Analysts at Lloyds Bank Commercial Banking say overall GDP growth in Q4 could post a 0.5% q/q pace of expansion.
"Alongside the revisions to the recent history of GDP data in last month’s release, that would leave growth in the six months since the referendum in fact quicker than in the first half of 2016," say Lloyds.
The service PMI data also shows the growth of employment was maintained for the fifth month running in December.
The rate of job creation was unchanged from November’s sevenmonth high, remaining stronger than the long-run survey average.
The news comes as another survey suggests average salaries across the UK increased by 1.1% last month.
A leading UK independent job board, CV-Library, reported the rise which saw Cardiff, Liverpool and Manchester seeing particularly strong growth.
The news suggests the UK could enter 2017 with further positive momentum in the jobs market.
Growth Forecast to Ease Slightly
Concerning the outlook, there remains an abundance of warnings that the UK economy will slow down.
However, expectations for negative growth remain scant.
“A moderation in GDP growth in 2017 seems likely as rising inflation eats into households’ real income growth and dampens spending. Indeed, the rise in the output prices balance of the services survey to the highest level since April 2011, demonstrated the inflationary pressures building throughout the supply chain,” says Scott Bowman, UK Economist at Capital Economics in a note seen by Pound Sterling Live.
The PMI data does however confirm firms don’t appear to think inflation will have much of an impact in the near term.
“The forward-looking indicators of today’s services survey were
fairly encouraging. The future activity index rose from 65.3 to 68.5. What’s more, a rise in service sector new orders took the all-sector balance to its highest level since March 2015. This could reflect the support provided to activity from the lower pound and rock-bottom interest rates,” says Bowman.

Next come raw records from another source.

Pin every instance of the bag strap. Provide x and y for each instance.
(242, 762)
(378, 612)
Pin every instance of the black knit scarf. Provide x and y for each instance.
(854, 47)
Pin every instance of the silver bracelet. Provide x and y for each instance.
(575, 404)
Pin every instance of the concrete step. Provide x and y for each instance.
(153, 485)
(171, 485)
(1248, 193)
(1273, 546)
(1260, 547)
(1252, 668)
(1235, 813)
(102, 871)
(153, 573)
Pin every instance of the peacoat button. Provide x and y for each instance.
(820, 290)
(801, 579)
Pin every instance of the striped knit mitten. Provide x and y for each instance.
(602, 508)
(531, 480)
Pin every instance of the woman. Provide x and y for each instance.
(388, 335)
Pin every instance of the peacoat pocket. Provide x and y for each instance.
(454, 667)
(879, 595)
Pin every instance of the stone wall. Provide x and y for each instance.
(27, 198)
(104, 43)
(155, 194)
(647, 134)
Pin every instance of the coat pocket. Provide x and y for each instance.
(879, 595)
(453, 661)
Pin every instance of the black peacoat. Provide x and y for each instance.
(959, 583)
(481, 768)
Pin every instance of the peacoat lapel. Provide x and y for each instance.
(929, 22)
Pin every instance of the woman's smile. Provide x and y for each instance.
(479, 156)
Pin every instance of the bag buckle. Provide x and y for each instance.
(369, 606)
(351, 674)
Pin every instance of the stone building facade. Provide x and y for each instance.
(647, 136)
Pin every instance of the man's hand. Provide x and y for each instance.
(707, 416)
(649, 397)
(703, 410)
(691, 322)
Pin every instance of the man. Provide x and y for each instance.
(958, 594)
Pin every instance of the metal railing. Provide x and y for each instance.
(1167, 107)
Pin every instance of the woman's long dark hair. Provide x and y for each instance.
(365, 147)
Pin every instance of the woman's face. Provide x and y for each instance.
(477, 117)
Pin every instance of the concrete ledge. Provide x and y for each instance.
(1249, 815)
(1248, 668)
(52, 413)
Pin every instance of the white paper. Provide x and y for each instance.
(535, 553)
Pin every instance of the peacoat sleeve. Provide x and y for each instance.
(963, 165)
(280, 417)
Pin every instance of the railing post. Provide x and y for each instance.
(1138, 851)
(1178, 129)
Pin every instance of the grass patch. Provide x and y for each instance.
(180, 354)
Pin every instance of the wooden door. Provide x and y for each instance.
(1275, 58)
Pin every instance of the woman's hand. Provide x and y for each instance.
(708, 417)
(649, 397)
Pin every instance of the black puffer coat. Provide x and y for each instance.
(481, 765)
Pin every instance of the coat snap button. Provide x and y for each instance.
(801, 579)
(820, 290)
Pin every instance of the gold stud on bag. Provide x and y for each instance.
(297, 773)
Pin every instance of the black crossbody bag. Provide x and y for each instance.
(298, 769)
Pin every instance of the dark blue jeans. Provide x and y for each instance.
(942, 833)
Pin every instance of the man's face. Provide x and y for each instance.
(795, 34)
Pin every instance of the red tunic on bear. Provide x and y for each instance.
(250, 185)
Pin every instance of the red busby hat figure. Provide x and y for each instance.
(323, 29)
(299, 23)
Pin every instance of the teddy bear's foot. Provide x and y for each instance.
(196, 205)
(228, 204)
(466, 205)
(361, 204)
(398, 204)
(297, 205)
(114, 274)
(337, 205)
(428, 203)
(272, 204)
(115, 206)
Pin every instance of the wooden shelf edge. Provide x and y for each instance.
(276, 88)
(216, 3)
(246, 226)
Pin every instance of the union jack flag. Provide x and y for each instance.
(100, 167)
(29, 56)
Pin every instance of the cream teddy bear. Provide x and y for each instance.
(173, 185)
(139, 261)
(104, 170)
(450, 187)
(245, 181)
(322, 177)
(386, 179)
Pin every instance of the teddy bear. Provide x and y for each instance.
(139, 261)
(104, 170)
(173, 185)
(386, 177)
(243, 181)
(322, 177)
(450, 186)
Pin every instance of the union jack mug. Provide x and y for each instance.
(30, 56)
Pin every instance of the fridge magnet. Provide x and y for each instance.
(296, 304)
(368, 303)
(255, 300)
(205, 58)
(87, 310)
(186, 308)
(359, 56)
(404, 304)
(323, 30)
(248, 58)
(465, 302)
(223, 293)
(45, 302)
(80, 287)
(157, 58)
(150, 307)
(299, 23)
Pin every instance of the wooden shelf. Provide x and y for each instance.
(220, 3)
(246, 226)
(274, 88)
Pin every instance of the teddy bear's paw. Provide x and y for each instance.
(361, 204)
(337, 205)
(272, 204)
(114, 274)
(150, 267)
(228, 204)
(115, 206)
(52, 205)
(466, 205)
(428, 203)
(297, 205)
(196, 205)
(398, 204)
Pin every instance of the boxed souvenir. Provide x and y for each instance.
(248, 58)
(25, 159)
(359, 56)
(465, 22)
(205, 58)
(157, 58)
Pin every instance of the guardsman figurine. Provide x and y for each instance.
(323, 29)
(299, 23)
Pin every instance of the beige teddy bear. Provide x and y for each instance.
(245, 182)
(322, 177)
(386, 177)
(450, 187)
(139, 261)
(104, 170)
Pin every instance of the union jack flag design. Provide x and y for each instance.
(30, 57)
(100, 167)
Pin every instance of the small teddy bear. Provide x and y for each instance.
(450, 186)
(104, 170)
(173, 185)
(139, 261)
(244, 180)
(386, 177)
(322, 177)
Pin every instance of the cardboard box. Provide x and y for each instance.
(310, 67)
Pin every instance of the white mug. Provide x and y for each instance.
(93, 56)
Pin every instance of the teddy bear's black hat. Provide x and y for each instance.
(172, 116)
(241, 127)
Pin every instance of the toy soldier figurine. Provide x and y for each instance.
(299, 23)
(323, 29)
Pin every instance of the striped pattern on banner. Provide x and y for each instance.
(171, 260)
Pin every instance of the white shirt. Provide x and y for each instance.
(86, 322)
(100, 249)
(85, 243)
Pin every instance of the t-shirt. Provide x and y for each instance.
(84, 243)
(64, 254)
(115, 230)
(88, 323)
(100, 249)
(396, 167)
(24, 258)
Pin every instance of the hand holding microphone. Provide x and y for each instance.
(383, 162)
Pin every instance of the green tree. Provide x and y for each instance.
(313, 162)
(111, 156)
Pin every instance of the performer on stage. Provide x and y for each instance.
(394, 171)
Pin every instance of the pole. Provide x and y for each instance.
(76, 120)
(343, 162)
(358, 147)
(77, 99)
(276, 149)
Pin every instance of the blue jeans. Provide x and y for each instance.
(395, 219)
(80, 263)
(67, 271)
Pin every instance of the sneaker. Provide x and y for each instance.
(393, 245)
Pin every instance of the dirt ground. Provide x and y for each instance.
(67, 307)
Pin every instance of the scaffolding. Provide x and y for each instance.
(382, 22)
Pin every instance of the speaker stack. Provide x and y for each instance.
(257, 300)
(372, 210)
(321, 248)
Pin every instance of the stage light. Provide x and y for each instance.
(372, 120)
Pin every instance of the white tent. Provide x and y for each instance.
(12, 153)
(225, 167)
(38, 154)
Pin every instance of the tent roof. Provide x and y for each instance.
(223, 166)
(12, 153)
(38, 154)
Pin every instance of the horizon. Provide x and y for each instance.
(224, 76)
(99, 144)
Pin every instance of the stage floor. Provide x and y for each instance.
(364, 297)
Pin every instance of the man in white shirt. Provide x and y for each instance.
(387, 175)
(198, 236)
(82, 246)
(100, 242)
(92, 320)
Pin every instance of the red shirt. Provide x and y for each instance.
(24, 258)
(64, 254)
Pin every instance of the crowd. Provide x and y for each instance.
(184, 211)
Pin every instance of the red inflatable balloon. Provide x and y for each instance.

Capital Economics forecast quarterly GDP growth to ease slightly in the coming from around 2.0% for 2016 as a whole to about 1.5% in 2017.
The weakness of the Sterling exchange rate has meanwhile proven to be a double-edged sword for the services sector, as it has been for the manufacturing sector.
“There were reports of export business buoyed by the weak Pound, adding to the strength of domestic demand. However, sterling’s persistent lows added more pressure to input prices, which expanded at a rate close to November’s five-and-a-half year high as fuel, food, IT and wage costs went up," says David Noble, CEO at the CIPS.
Despite the data, the British Pound continues to take its cue from external drivers at present, hence the inability of the currency to recover against the Dollar and Euro.
The currency remains sentiment-driven at present and traders will remain weary of exposing themselves ahead of upcoming Brexit negotiations.